Slowing down

Moving day mess

Moving day mess

It’s nice to be back on board. The rhythms of life are slower. The mundane and the ordinary take time. There is no fast food, fast laundry, fast running up and down the stairs. The days are longer and much of our life is lived outdoors – on the beach, on coastal paths, in the cockpit, on the deck. We take our time, and are surprised when we look at the clock and realise another day has gone by. It helps that the sun is smiling down on us.

Moving day – we’ve grown used to moving now. We have it down to a fine art. Julian on hire-van duty, Martina on unpacking duty. The girls and I were alone on the boat for the first three days and nights, while Julian moved our furniture into storage in the midlands and cleaned the Exeter house. We played, we re-acquainted ourselves with our home, the girls showing their teddy bears around and shouting hello to everyone who walked down the pontoon (I suspect we are not the most popular people in the marina!). In between trips to the beach I gradually found space for our clothes and books, toys and food, and got down to the business of settling in.

A cloudy afternoon on the beach

A cloudy afternoon on the beach

Exploring – Since moving back on board we’ve been exploring the coastline around Plymouth. We walked the coastal path to Bovisand one day and from Mountbatten round to the Barbican another. Lily is a tremendous walker on her little four year old legs – she can cover five miles in an afternoon without a grumble. Katie walks until she gets tired and then Julian puts her in the back carrier.

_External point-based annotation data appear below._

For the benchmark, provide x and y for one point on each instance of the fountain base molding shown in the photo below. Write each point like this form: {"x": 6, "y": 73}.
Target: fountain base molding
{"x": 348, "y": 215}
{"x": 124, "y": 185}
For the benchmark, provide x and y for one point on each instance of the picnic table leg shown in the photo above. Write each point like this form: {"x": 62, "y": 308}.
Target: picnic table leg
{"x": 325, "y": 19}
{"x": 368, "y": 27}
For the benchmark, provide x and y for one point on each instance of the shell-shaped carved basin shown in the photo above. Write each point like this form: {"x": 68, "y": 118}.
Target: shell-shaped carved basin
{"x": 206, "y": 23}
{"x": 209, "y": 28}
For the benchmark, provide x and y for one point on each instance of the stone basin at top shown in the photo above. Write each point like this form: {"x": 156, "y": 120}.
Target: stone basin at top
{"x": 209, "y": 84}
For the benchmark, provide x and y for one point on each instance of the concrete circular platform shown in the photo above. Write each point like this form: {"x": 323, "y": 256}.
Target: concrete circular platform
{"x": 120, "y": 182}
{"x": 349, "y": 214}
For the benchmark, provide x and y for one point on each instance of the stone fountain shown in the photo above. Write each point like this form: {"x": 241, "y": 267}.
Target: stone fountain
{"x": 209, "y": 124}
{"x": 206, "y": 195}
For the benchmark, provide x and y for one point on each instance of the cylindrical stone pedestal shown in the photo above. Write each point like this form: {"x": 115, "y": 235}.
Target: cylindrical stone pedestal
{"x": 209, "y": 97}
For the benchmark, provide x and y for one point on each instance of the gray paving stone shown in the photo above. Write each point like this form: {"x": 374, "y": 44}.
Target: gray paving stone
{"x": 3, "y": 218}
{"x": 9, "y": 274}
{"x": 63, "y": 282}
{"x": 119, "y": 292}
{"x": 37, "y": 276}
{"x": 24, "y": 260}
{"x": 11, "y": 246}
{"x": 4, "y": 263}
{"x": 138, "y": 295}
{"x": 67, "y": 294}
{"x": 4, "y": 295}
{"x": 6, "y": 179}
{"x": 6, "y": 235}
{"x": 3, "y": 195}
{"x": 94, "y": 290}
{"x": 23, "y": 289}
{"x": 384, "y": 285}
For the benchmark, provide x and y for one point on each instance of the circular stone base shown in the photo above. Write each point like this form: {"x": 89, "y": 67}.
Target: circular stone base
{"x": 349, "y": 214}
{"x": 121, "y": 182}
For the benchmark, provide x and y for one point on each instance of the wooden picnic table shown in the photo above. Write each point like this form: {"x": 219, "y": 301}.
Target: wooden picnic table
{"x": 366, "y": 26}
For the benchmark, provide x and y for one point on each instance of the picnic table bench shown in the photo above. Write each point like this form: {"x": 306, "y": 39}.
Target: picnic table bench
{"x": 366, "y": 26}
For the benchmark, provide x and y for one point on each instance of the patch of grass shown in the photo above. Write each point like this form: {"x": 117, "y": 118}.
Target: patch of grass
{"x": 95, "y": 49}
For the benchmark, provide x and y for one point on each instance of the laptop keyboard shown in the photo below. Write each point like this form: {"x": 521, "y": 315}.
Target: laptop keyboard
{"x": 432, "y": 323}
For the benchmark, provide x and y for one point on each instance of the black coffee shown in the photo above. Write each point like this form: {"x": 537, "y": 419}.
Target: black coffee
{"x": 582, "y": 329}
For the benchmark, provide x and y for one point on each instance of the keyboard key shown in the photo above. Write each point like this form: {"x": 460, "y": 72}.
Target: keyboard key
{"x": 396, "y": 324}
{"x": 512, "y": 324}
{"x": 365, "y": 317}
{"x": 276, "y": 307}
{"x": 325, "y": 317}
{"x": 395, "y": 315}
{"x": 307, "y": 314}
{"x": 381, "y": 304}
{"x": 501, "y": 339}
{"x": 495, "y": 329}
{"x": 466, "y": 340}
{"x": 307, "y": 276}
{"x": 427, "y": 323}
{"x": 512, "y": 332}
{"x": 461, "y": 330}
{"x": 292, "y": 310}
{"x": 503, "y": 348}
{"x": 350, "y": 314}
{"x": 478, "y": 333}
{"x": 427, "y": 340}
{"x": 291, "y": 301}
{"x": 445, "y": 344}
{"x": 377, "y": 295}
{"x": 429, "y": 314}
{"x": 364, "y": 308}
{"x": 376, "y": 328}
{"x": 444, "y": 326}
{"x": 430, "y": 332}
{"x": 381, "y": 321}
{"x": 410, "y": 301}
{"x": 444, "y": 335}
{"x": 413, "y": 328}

We’ve discovered the green meadows at Jennycliff and the great beach at the bottom of the cliff, where the girls explore the rocks like little mountain goats.

Laundry day

Laundry day

Day to day – The little things in life take time – doing the laundry, cooking, baking bread, taking a shower. Things that are speedy in a house – making the bed, flushing the toilet – take longer on board a boat. But we move to those slower rhythms and life is all the better for it. The girls help with the laundry and the baking, and when they’re tucked up in bed at night, it’s finally time for Julian and I to hatch plans, make decisions, or sit quietly and read our books.

On board play time

On board play time

Play time – Imaginations run wild – they are doctors and nurses tending their teddies; Katie is trapped in the jaws of a whale shark, in need of rescue; they are mummies and daddies; they are shop-keepers, restauranteurs, pirates, fishermen. They sing endlessly – songs I don’t know, and don’t know how they know. Somehow, they even manage to play hide and seek in our little boat.

Ship's boy Katie at work

Ship’s boy Katie at work

Rowing away with Daddy in the dinghy is a joy for them both, the little yellow paddle, assisting him whether he needs assistance or not. Searching for the thick-lipped mullet – those fat silver-bellied fish that swim in such numbers around the marina.

Life is good. We’ll be here in Plymouth for a little while longer, with work to be done and money to be earned. But we continue to hatch those plans. And in the meantime, we learn about life, and we figure out how to live it the best way we can.